Ha sido característica de Colombia a lo largo de su devenir republicano la imposición y las vías de hecho como factores determinantes, pues su endogámica clase dirigente ha tenido al Estado como un botín para sacar el máximo provecho de él, pero jamás ha pensado en el bien común y mucho menos ha tenido un proyecto colectivo de país. A ello hay que agregar que desde los albores de la República y hasta bien avanzado el siglo XX la sociedad colombiana estuvo influenciada por decisivos factores fácticos de poder como la Iglesia Católica que, en forma nefasta, intervino en la educación y en el proceso de culturización del país.

Como consecuencia de la carencia de identidad cultural, del fraccionamiento social y la miopía de una clase dominante que se ha sustentado en la satisfacción de sus intereses particulares, Colombia ha transitado su proceso histórico en medio de la guerra civil no declarada. Durante el siglo XIX se instalaban y se derrocaban presidentes gracias al conflicto armado y del mismo modo se imponían constituciones a la medida del líder militar o político de turno.
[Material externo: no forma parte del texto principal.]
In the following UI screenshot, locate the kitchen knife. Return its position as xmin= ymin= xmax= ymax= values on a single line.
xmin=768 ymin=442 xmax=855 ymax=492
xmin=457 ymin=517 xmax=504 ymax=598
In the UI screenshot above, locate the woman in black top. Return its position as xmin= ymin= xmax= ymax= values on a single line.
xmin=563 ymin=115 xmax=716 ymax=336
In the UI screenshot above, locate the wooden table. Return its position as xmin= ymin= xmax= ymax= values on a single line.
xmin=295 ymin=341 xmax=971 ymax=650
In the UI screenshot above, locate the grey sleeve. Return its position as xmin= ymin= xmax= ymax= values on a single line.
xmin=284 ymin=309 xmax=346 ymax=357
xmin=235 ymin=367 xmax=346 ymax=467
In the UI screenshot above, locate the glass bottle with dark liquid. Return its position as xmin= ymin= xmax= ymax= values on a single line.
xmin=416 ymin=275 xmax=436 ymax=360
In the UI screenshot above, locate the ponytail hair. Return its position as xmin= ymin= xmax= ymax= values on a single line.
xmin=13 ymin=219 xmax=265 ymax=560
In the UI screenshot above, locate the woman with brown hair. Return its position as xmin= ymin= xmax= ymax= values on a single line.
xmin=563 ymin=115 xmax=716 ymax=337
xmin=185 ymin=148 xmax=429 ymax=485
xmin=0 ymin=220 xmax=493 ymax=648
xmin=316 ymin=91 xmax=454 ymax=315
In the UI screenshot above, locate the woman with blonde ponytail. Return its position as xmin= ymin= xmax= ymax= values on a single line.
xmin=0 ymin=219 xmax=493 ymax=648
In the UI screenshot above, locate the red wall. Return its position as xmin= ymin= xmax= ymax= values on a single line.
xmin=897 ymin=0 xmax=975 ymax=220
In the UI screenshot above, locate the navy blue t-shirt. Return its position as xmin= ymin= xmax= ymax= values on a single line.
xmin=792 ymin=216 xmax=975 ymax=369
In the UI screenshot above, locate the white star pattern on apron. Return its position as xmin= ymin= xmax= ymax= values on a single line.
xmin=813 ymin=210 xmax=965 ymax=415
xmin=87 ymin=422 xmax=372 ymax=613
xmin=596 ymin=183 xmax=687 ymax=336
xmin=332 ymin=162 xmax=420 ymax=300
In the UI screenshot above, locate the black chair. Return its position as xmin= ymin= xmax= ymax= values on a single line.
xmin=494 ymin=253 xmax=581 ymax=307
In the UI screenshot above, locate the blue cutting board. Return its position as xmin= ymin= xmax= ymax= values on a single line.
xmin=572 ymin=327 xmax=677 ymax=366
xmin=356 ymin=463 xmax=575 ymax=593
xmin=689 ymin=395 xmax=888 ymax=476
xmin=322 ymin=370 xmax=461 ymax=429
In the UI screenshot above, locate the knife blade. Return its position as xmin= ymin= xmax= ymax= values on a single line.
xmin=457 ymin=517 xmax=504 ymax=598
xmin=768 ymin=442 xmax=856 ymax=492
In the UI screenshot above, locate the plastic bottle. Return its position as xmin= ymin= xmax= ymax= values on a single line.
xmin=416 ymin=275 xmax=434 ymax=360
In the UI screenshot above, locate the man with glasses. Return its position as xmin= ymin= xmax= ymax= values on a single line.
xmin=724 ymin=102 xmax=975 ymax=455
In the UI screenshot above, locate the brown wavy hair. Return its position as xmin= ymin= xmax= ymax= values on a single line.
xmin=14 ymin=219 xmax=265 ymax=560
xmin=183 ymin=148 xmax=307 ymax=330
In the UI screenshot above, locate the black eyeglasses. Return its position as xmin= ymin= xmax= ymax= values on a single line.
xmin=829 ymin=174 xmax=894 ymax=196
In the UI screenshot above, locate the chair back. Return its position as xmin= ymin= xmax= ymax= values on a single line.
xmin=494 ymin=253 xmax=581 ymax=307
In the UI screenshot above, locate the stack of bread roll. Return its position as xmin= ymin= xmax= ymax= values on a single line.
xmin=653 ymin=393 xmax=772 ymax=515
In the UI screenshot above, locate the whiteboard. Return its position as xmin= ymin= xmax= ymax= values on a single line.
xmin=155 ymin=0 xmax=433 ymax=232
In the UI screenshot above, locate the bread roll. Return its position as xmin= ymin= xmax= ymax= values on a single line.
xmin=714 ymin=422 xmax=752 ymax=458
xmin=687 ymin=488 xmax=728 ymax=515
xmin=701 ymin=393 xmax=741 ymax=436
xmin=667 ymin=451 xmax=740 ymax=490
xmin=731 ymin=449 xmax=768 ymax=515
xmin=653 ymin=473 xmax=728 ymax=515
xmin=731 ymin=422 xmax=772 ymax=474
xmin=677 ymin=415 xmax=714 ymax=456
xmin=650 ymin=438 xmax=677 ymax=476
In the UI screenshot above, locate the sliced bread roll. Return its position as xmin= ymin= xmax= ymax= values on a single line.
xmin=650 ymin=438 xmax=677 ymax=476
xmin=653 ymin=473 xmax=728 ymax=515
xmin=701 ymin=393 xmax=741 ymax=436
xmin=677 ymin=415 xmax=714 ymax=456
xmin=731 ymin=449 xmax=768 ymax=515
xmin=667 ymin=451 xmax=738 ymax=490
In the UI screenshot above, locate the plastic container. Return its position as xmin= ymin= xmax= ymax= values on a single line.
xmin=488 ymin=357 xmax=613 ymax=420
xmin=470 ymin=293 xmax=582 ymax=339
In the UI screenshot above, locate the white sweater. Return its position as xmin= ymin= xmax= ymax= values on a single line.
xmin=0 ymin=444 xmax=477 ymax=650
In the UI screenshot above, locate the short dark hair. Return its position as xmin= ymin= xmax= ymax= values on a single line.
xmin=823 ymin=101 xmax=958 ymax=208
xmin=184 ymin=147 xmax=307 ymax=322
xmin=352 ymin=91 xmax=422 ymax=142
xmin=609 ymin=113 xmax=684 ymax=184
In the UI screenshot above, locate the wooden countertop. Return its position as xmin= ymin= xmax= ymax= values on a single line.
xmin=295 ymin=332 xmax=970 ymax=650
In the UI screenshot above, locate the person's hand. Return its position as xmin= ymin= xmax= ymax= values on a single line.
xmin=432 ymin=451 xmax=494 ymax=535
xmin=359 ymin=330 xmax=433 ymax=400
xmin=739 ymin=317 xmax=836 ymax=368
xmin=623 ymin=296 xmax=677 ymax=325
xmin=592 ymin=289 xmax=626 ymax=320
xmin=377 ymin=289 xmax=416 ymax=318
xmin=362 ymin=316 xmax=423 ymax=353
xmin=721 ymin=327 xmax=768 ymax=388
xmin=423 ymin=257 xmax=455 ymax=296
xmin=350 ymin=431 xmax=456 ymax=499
En lo corrido del siglo XX, la sociedad colombiana estuvo caracterizada por la imposición de un monopolio bipartidista en lo político y la dramática concentración de la riqueza en muy pocas manos, en lo económico.

Colombia durante este siglo no tuvo la oportunidad de generar un proceso de modernidad, entendido éste como la oportunidad de cohesionar a su sociedad a través de unos mínimos valores de convivencia que posibilitaran identidad cultural sino que, por el contrario, debió enfrentar la visión dominante de los sectores más retrógrados, como consecuencia en gran medida, de la pérdida del liberalismo de la denominada Guerra de los Mil Días (1899-1902) frente al hegemónico régimen conservador.

La oclusión política y socioeconómica de este país se vio agravada cuando al iniciar el siglo XXI, su clase dirigente caracterizada por pertenecer a “un partido único” como el tándem liberal-conservador lo encasilló incluso constitucionalmente sobre cánones neoliberales en lo económico; desinstitucionalización en lo político; subordinación en materia de política internacional; inequidad en lo social; y complicidad e impunidad frente al fenómeno del paramilitarismo.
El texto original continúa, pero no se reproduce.